The newly proposed Broadcast Varied Ownership Incentives for Community Expanded Service Act—or the Broadcast VOICES Act—is essentially a tax policy move designed to shake up who owns the country’s radio and TV stations. Right now, ownership diversity is low: Congress notes that less than 4% of full-power commercial TV stations are minority-owned. This bill tries to fix that using a powerful incentive: the ability for station owners to defer capital gains taxes when they sell to a qualified diverse buyer.
Section 5 of the Act creates a new tax certificate program run by the Federal Communications Commission (FCC). If you own a broadcast station and sell it to a buyer who qualifies as being ‘owned and controlled by socially disadvantaged individuals,’ you can apply for this certificate. What does ‘socially disadvantaged’ mean here? It refers to women or anyone who has faced racial or ethnic prejudice or cultural bias because of their group identity. If the sale qualifies, the seller can treat the transaction as an ‘involuntary conversion’ for tax purposes—meaning they don't have to pay taxes on the profit right away, effectively deferring that payment. The FCC must cap this benefit at $50 million per single sale, and the program is set to expire after 16 years.
For the seller to keep that sweet tax deferral, the new diverse owners have to hold onto and control the station for a minimum of two years and a maximum of three years. During this holding period, the new owners must certify to the FCC every 180 days that they are still meeting the ownership and management requirements. If the new owner fails to comply, the FCC notifies the IRS, and the original seller’s tax break is immediately revoked. That means the seller suddenly has to recognize that gain and pay the tax bill they thought they had deferred. This puts a real premium on the new owners’ stability and compliance, and it creates a long-term compliance headache for both the FCC and the IRS, who have to track these deferred gains.

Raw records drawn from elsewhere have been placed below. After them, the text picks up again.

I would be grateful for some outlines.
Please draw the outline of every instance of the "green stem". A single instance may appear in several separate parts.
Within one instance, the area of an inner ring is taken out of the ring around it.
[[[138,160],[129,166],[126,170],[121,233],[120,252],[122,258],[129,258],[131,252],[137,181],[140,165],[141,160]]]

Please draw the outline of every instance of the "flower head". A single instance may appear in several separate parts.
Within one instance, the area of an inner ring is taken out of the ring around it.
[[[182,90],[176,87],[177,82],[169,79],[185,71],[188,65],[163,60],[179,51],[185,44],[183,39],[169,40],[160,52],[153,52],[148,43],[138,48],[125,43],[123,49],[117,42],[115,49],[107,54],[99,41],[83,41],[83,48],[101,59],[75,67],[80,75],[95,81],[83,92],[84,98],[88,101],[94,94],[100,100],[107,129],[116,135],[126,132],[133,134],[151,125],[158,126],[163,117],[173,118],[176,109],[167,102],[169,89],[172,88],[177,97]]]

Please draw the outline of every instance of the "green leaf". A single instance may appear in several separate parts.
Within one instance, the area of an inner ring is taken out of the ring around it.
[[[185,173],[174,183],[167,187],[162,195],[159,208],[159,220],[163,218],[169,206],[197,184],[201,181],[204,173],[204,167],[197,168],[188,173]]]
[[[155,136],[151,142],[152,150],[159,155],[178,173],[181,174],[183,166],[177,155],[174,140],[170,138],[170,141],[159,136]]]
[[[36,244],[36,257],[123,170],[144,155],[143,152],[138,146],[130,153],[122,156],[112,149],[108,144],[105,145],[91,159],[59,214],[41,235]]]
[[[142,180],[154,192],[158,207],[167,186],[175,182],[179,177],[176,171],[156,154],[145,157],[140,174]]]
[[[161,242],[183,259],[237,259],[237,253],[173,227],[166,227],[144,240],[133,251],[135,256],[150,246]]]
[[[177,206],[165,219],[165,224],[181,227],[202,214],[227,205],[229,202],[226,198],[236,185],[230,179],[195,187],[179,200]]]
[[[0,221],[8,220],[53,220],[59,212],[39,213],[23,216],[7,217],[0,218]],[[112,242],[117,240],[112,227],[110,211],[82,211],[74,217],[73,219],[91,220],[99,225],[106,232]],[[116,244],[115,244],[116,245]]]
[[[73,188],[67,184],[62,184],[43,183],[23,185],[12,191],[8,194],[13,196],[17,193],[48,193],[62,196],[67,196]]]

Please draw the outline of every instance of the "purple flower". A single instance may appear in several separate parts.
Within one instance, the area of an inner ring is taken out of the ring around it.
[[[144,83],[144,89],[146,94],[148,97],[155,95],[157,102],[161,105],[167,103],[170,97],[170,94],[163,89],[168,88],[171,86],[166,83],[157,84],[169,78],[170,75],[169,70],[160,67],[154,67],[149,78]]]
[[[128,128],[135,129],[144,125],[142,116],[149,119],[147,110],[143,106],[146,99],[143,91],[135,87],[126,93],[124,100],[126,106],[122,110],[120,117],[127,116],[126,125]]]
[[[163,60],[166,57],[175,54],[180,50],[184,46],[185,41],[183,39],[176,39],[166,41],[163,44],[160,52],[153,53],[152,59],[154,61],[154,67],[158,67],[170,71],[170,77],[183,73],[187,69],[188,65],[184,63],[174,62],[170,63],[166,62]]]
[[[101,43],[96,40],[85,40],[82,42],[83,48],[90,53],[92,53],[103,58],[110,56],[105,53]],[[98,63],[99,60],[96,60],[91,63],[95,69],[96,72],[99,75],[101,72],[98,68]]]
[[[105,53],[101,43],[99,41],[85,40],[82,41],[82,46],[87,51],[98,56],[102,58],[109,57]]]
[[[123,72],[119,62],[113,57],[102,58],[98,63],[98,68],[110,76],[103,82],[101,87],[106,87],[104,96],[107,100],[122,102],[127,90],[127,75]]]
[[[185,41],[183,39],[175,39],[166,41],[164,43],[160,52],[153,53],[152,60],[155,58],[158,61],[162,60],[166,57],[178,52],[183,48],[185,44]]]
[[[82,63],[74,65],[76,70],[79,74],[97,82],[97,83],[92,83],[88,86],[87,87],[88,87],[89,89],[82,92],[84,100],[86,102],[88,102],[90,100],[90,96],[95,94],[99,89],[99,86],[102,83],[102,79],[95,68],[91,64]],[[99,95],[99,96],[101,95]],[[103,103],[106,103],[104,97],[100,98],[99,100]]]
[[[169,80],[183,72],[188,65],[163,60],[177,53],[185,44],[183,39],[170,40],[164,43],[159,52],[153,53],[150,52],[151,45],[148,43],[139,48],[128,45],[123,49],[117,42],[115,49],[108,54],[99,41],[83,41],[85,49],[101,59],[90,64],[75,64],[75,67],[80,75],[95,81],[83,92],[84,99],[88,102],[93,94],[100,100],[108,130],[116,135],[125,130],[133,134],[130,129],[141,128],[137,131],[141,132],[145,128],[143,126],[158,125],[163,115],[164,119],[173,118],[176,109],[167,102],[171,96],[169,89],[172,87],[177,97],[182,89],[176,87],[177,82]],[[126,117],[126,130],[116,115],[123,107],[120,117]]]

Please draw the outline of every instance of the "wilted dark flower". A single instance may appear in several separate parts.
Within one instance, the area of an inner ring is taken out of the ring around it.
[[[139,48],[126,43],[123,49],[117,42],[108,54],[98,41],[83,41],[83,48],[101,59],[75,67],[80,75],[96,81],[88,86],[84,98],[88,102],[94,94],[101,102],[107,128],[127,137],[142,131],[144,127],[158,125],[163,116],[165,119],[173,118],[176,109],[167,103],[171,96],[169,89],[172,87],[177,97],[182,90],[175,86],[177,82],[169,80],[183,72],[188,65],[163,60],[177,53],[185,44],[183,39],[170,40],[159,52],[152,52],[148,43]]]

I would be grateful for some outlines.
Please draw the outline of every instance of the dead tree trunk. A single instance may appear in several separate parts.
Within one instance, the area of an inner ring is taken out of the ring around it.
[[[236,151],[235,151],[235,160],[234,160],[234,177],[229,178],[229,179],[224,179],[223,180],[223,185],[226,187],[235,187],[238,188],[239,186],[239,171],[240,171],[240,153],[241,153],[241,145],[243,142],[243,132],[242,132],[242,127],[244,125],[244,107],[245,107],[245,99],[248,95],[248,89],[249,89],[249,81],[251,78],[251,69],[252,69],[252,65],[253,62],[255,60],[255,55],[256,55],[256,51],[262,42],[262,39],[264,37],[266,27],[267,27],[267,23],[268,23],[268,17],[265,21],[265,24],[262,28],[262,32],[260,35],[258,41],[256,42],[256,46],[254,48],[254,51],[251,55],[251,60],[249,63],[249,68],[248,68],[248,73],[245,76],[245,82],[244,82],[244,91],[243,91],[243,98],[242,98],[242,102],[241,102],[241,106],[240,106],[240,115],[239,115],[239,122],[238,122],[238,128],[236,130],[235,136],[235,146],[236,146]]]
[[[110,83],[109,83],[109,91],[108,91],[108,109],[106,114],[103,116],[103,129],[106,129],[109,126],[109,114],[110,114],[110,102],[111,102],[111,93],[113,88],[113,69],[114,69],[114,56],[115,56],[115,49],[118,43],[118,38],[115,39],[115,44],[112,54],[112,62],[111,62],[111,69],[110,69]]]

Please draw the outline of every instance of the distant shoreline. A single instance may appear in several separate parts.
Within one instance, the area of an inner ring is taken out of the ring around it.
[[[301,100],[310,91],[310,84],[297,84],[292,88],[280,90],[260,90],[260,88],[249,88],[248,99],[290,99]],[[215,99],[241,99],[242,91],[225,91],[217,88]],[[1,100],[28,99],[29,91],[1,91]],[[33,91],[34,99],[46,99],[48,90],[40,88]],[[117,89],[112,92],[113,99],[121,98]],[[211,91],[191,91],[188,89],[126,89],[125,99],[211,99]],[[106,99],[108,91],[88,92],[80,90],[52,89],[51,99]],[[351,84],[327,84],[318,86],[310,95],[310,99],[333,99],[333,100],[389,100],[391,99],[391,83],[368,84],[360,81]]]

Beyond the sale incentive, Section 6 introduces a brand-new tax credit for station owners who choose to donate their stations instead of selling them. If an owner donates a station to a charity that specifically focuses on training socially disadvantaged individuals in broadcast station operation, they can claim a tax credit equal to the fair market value of the donation. This is a significant break, but there’s a critical trade-off: if you take this credit, you cannot also claim the standard charitable tax deduction for that same contribution. You have to pick one. This provision aims to build up the pipeline of future diverse owners by funding training organizations with real assets.
While this bill is focused on media owners and tax code, it matters to the rest of us. If successful, the goal is to increase the diversity of voices and viewpoints on our local airwaves, which could change the information we consume. However, these incentives come at a cost. The tax deferrals and new tax credits are considered tax expenditures—money the government isn't collecting—which ultimately shifts the cost of encouraging media diversity onto the general taxpayer base. Furthermore, the bill relies on the FCC to establish clear rules and oversight for who exactly qualifies as a ‘socially disadvantaged individual’ and how they must manage the station to maintain compliance, which could be complex to enforce given the two-to-three-year holding requirement.